# Wont let me pick him up



## Love_my_harley (Jul 7, 2014)

I just got my hedgehog Harley and he is awesome, He is 9-10 weeks old. For some reason he refuses to let me pick him up out of the cage even if I let him smell my hand first and go slow, but once I pick him up with a towel out of the cage he is perfectly fine with letting me handle him and pick him up off the floor. How do I fix this?


----------



## Teddi4211 (Apr 30, 2014)

I just pick them up. Adella makes a fuss, curls into a complete ball. My hands had gotten used to being poked by now and it doesn't really hurt. You've also only had him for a few days, so he might not be used to you yet.


----------



## Melanie G. (May 29, 2014)

Yep, you pretty much just need to act confident and pick him up.
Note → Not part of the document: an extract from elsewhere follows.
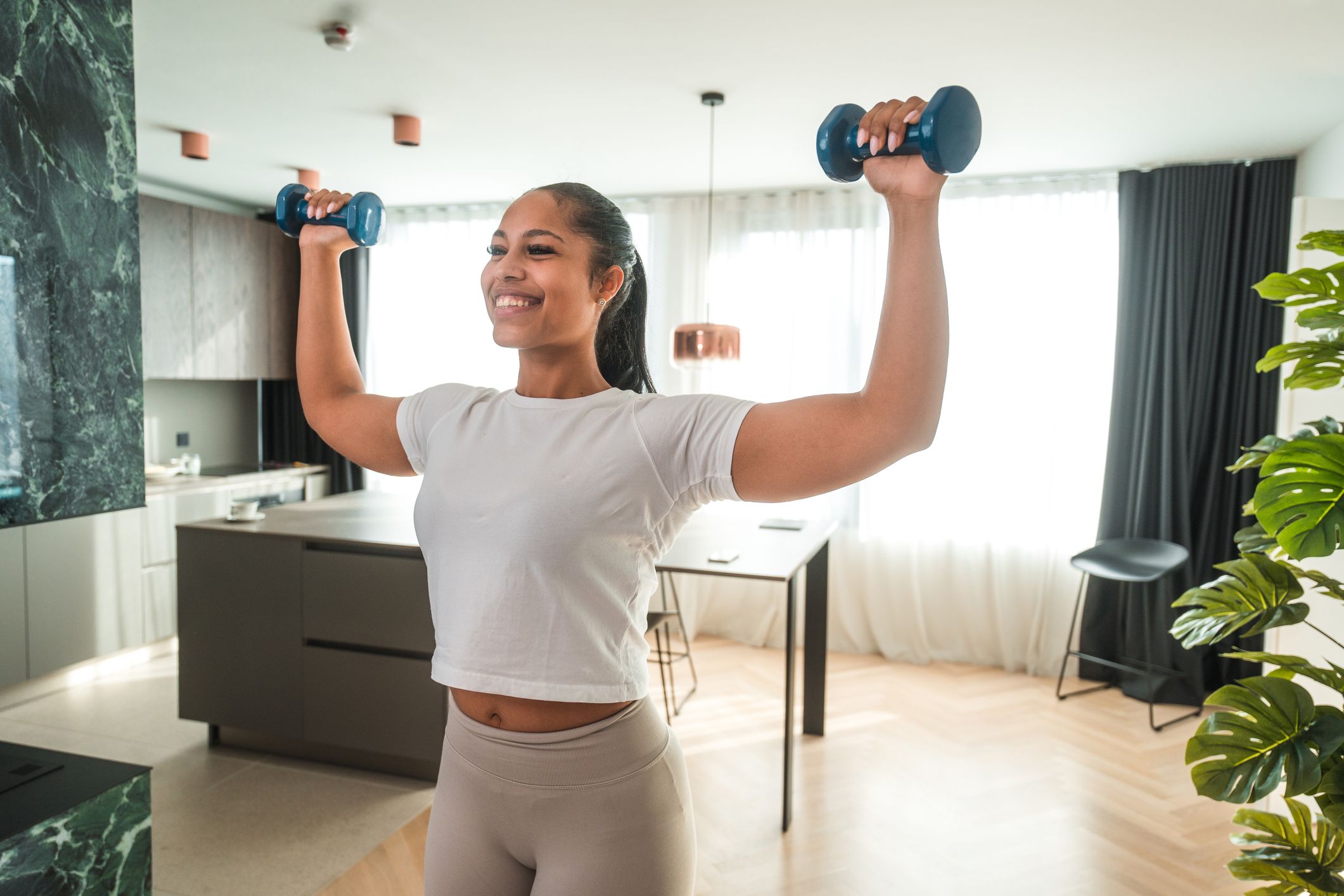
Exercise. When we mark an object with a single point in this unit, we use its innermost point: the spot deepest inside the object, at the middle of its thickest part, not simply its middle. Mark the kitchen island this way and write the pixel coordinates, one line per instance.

A lot of hedgehogs don't actually like being picked up, but are fine once they are out.


----------



## DesireeM81 (Jun 14, 2014)

I've only had my girl for over three weeks and for the first little while, she would just ball up. She hated being picked up. But you just kind of go with and pick them up. Your hands definitely get used to the pricks. The more I pick Penny up the less huffy she gets when it happens. Most of the time, I can pick her up and she just huffs a little, no balling anymore. Just keep at it!


----------